Results: LARs decline with age for most causes of death, which supports the first prediction. "Overall, these patterns seem compatible with the [first two predictions]. The deceleration starts at younger ages for most degenerative diseases for which significant effects of a number of genetic and environmental risk factors have been indicated" (p. 395). Since selective causes of death appear to begin their decelerations at younger ages, it appears that selection occurs relatively early. This is consistent with the second prediction. However, evidence is mixed for the third prediction. To address this issue, the effects of senescent mortality (i.e., "natural" mortality) from background mortality. Using a Gamma-Makeham model, Horiuchi and Wilmoth conclude that "the data from both Sweden and Japan lend support to the third prediction of the heterogeneity hypothesis, when modified as follows: Mortality deceleration tends to shift to older ages as the level of senescent mortality declines" (p. 404). That is, as intrinsic mortality declines, selection occurs at later ages which delays deceleration.

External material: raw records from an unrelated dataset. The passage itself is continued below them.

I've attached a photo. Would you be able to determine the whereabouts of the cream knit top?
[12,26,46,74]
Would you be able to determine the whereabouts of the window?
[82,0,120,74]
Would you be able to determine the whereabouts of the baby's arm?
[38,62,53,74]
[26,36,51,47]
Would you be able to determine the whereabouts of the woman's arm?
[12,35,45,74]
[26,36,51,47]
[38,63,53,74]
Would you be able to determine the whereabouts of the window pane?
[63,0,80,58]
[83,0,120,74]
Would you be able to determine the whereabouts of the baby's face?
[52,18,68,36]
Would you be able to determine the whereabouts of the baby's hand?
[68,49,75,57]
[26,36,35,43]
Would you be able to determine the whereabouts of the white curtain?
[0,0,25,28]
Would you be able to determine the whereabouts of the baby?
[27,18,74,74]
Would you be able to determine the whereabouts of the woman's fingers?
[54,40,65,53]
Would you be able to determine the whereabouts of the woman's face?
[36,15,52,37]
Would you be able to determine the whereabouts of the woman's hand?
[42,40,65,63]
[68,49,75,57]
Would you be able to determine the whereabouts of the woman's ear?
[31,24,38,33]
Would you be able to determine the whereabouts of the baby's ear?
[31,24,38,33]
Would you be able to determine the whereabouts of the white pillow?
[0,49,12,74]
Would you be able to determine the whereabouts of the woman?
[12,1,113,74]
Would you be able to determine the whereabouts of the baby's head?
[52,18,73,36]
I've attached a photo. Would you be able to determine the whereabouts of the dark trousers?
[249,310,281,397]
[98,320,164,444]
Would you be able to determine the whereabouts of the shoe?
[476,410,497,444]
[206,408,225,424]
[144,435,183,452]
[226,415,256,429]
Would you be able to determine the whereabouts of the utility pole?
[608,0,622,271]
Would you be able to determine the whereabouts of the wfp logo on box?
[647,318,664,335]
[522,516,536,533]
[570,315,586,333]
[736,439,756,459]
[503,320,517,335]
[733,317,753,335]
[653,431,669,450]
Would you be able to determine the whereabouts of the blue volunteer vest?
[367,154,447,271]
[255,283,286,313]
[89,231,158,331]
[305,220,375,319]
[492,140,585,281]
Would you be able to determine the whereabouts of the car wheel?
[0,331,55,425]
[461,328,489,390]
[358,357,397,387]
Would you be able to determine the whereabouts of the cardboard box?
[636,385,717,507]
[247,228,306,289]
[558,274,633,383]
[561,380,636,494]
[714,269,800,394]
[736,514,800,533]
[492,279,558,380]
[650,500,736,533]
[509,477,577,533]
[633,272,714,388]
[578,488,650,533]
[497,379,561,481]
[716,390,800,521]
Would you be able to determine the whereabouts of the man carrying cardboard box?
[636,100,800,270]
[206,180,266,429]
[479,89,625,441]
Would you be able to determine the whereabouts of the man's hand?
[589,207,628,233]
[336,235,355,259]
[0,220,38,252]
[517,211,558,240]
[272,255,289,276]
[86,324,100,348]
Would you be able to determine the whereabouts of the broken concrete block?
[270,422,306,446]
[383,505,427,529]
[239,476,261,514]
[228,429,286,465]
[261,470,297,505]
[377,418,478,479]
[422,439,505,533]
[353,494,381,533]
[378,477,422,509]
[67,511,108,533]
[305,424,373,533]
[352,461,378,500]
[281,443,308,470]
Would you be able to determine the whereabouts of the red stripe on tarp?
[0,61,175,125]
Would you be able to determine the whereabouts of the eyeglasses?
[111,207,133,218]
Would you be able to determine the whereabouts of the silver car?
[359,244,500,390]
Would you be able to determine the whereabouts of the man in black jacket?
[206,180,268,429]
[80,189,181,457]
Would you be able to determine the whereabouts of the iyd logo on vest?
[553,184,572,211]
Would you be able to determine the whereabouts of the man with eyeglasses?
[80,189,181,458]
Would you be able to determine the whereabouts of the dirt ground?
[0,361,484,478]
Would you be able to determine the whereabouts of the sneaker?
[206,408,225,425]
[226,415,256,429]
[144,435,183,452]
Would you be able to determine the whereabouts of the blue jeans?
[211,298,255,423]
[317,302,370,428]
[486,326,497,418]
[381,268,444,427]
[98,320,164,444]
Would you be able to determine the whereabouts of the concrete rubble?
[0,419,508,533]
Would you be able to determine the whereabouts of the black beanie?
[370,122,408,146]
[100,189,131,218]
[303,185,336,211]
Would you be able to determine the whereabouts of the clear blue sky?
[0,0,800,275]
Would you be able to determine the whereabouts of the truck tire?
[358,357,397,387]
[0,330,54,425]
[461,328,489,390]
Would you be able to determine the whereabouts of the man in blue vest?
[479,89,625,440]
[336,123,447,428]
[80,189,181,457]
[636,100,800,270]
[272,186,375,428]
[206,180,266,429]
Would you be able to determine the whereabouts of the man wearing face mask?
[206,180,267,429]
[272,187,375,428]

Conclusions: The findings in this paper are broadly consistent with the heterogeneity explanation. A problem with the individual-risk explanation is that it is "quite flexible and could be compatible with almost any observed pattern . . . To test the individual-risk hypothesis in a comparable fashion, we would need to specify the changes in senescent processes that account for mortality deceleration and to state falsifiable hypotheses that can be tested with available data" (p. 404).